Reading across disciplines is one of the best ways to improve our investment acumen. Here is a summary of some of the best articles I read this week. 

I especially try to not post Corona related articles as that is all one gets to read in all traditional media.

If you like this collection, consider forwarding it to someone who you think will appreciate.


The Lifecycle of Information

Whenever we point to “information abundance,” what we are really saying is that we have “endless opportunities to react to data.” Whatever we want to engage with and process will be there at a moment’s notice. Whether it’s a 30-minute TV news segment or a never-ending Twitter feed, we will be able to see what we want to see, and toss out the things that we find questionable.

Whenever we come into contact with some objective fact or event, it moves so quickly across these stages that it’s essentially unnoticeable. When we read something in the news, we don’t ponder whether this is data or information, and whether or not we want it to influence our outlook on a given subject. All this happens instantaneously, as if the transmission of data and the processing of it occur simultaneously.

https://moretothat.com/information-lifecycle/


Reasons why a stock is hated - lecture notes from Joel Greenblatt

There are four reasons why a business is hated which results in its stock price being hated.

Those 4 reasons are:

1. The business is unsustainable

2. The business has a bad balance sheet

3. The business is cyclical

4. The business is dying

https://www.mikegorlon.com/post/four-reasons-why-a-stock-is-hated


The history of soap

Ancient Mesopotamians were first to produce a kind of soap by cooking fatty acids – like the fat rendered from a slaughtered cow, sheep or goat – together with water and an alkaline like lye, a caustic substance derived from wood ashes. The result was a greasy and smelly goop that lifted away dirt.
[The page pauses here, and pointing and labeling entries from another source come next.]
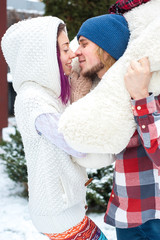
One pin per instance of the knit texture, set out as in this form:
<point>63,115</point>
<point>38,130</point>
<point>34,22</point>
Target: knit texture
<point>30,50</point>
<point>110,32</point>
<point>103,119</point>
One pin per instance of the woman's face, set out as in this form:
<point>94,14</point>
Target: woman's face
<point>66,54</point>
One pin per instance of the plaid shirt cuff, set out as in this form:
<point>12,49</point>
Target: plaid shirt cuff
<point>144,106</point>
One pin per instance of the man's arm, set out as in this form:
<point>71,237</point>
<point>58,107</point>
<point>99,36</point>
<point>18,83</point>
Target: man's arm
<point>144,106</point>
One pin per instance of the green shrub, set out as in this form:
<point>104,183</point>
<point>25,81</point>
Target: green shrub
<point>13,157</point>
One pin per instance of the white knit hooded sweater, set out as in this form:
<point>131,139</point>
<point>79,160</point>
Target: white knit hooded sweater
<point>29,48</point>
<point>103,120</point>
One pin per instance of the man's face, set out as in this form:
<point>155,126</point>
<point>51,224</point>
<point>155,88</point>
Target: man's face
<point>89,60</point>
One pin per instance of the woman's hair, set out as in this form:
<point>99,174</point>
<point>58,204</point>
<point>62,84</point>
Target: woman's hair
<point>65,86</point>
<point>107,63</point>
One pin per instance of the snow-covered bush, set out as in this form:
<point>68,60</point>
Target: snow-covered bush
<point>98,192</point>
<point>13,158</point>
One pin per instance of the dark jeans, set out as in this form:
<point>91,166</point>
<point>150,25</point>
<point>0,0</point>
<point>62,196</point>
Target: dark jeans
<point>150,230</point>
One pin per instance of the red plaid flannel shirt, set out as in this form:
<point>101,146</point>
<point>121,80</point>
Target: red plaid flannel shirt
<point>122,6</point>
<point>135,196</point>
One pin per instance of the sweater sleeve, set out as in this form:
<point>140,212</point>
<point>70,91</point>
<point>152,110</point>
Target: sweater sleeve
<point>147,116</point>
<point>47,125</point>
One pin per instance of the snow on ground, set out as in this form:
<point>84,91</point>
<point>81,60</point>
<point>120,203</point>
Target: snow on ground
<point>15,222</point>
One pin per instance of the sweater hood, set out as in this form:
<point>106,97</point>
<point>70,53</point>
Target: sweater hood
<point>30,49</point>
<point>103,120</point>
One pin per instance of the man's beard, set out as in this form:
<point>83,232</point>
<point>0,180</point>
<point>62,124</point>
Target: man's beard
<point>92,73</point>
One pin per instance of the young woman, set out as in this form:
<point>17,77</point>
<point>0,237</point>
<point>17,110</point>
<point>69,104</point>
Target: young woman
<point>38,54</point>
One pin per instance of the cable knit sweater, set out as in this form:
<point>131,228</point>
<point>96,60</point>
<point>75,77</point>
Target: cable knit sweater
<point>103,119</point>
<point>29,48</point>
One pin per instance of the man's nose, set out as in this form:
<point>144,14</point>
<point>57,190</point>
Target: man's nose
<point>72,55</point>
<point>78,52</point>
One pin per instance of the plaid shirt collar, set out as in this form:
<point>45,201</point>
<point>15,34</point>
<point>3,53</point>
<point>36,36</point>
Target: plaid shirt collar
<point>122,6</point>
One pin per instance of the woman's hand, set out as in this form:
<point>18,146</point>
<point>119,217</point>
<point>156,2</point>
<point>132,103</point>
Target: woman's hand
<point>137,78</point>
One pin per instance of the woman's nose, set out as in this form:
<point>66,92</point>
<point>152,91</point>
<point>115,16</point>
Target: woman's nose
<point>72,55</point>
<point>78,52</point>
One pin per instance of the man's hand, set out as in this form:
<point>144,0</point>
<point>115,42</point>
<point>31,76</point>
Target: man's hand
<point>137,78</point>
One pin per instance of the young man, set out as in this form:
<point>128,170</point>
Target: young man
<point>134,205</point>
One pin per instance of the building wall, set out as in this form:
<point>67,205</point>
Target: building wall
<point>28,5</point>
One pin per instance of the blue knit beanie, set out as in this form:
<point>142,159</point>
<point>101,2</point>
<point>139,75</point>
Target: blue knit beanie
<point>110,32</point>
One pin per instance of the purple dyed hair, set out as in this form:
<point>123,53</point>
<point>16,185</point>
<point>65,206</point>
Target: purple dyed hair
<point>65,86</point>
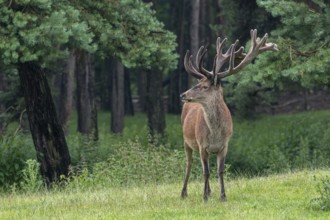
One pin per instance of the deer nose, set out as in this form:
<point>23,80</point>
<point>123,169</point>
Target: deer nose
<point>183,96</point>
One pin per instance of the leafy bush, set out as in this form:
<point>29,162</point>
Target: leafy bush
<point>14,151</point>
<point>323,188</point>
<point>32,181</point>
<point>279,143</point>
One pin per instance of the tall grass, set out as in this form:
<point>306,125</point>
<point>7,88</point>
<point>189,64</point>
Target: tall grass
<point>266,145</point>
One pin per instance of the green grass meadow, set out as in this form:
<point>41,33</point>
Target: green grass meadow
<point>284,196</point>
<point>277,168</point>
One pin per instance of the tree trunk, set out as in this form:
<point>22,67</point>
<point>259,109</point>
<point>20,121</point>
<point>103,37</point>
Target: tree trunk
<point>142,90</point>
<point>129,108</point>
<point>194,26</point>
<point>47,133</point>
<point>66,93</point>
<point>155,105</point>
<point>2,108</point>
<point>118,98</point>
<point>86,106</point>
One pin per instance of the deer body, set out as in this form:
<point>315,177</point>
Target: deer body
<point>206,119</point>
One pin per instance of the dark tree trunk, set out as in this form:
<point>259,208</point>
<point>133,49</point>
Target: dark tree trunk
<point>47,133</point>
<point>2,88</point>
<point>203,22</point>
<point>129,108</point>
<point>194,26</point>
<point>155,105</point>
<point>142,90</point>
<point>66,93</point>
<point>179,79</point>
<point>86,106</point>
<point>118,98</point>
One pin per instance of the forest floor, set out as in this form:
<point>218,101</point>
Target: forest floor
<point>283,196</point>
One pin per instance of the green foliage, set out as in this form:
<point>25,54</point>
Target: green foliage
<point>323,201</point>
<point>267,145</point>
<point>302,62</point>
<point>130,31</point>
<point>36,30</point>
<point>14,151</point>
<point>284,196</point>
<point>31,178</point>
<point>280,143</point>
<point>303,39</point>
<point>44,31</point>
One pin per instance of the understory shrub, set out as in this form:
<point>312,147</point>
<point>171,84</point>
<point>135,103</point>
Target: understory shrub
<point>14,151</point>
<point>280,144</point>
<point>323,201</point>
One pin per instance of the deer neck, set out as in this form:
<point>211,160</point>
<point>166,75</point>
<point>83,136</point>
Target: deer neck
<point>214,113</point>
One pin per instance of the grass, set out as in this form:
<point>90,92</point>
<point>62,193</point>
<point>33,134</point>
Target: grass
<point>284,196</point>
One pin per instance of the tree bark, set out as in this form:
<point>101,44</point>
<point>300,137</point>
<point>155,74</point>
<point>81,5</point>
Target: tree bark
<point>118,98</point>
<point>2,88</point>
<point>179,79</point>
<point>47,133</point>
<point>66,93</point>
<point>142,90</point>
<point>86,105</point>
<point>129,108</point>
<point>194,26</point>
<point>155,105</point>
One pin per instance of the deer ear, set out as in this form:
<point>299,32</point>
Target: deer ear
<point>216,81</point>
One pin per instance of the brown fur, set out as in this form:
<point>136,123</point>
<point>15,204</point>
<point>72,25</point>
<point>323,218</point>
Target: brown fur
<point>207,128</point>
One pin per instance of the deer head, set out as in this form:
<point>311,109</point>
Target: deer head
<point>209,81</point>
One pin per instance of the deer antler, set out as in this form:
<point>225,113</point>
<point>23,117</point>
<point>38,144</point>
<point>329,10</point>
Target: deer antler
<point>257,46</point>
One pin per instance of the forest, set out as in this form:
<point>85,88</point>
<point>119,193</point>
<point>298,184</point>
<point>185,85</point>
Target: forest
<point>90,90</point>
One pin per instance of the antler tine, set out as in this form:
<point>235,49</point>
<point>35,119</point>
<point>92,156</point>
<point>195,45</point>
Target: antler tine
<point>199,61</point>
<point>257,46</point>
<point>189,66</point>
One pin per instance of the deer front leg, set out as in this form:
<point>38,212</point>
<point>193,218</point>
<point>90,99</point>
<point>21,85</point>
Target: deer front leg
<point>206,173</point>
<point>221,170</point>
<point>188,152</point>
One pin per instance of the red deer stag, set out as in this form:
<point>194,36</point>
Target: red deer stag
<point>206,120</point>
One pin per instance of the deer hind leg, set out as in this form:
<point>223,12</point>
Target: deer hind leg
<point>188,152</point>
<point>206,173</point>
<point>221,169</point>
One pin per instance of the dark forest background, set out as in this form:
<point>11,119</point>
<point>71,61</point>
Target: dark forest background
<point>58,57</point>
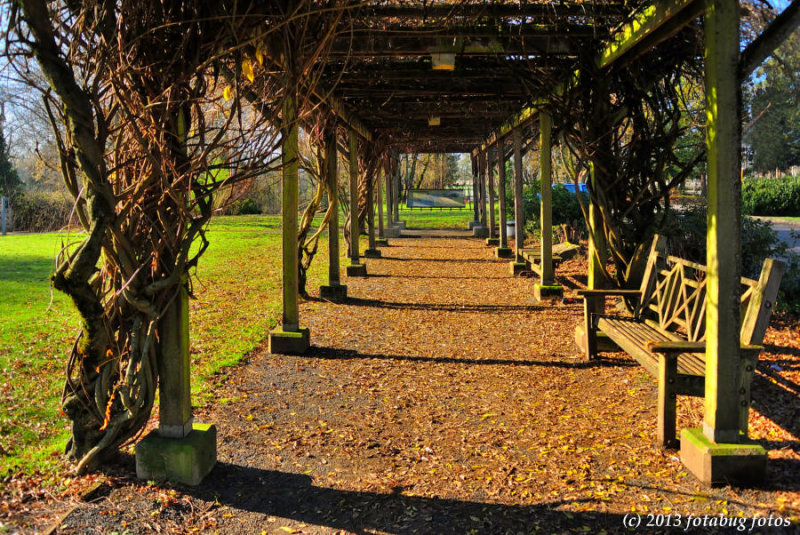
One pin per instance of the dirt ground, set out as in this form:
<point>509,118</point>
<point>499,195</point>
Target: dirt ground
<point>441,398</point>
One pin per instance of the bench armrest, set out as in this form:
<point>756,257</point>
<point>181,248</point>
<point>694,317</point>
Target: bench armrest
<point>610,293</point>
<point>676,346</point>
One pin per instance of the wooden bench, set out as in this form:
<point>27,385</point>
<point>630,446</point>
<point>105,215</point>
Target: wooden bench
<point>561,251</point>
<point>666,330</point>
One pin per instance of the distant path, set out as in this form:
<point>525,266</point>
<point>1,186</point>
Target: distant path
<point>785,228</point>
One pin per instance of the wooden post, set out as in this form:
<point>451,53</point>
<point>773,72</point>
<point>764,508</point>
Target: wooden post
<point>289,207</point>
<point>482,156</point>
<point>475,208</point>
<point>546,207</point>
<point>354,231</point>
<point>372,251</point>
<point>519,208</point>
<point>719,453</point>
<point>334,290</point>
<point>380,208</point>
<point>175,408</point>
<point>724,221</point>
<point>597,246</point>
<point>501,191</point>
<point>490,187</point>
<point>390,192</point>
<point>333,200</point>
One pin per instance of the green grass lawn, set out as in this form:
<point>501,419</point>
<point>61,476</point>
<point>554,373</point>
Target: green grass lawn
<point>237,301</point>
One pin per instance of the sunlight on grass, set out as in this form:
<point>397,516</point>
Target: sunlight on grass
<point>236,302</point>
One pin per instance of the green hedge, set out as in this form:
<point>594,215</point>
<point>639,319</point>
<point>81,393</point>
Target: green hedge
<point>771,196</point>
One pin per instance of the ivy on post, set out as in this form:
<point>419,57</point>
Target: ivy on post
<point>491,240</point>
<point>503,250</point>
<point>372,251</point>
<point>289,338</point>
<point>180,450</point>
<point>334,290</point>
<point>546,287</point>
<point>356,268</point>
<point>481,230</point>
<point>720,453</point>
<point>518,264</point>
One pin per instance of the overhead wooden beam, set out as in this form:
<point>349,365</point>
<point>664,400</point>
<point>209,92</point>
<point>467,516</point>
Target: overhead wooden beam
<point>770,39</point>
<point>653,24</point>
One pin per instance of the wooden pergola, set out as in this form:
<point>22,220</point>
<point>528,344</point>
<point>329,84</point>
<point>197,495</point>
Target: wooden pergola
<point>484,77</point>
By the Middle Ages, new vegetable-oil-based soaps, which were hailed for their mildness and purity and smelled good, had come into use as luxury items among Europe’s most privileged classes. The first of these, Aleppo soap, a green, olive-oil-based bar soap infused with aromatic laurel oil, was produced in Syria and brought to Europe by Christian crusaders and traders.

 In 1879, P&G introduced Ivory soap, one of the first perfumed toilet soaps in the U.S. B.J. Johnson Soap Company of Milwaukee followed with their own palm-and-olive-oil-based Palmolive soap in 1898. It was the world’s best-selling soap by the early 1900s.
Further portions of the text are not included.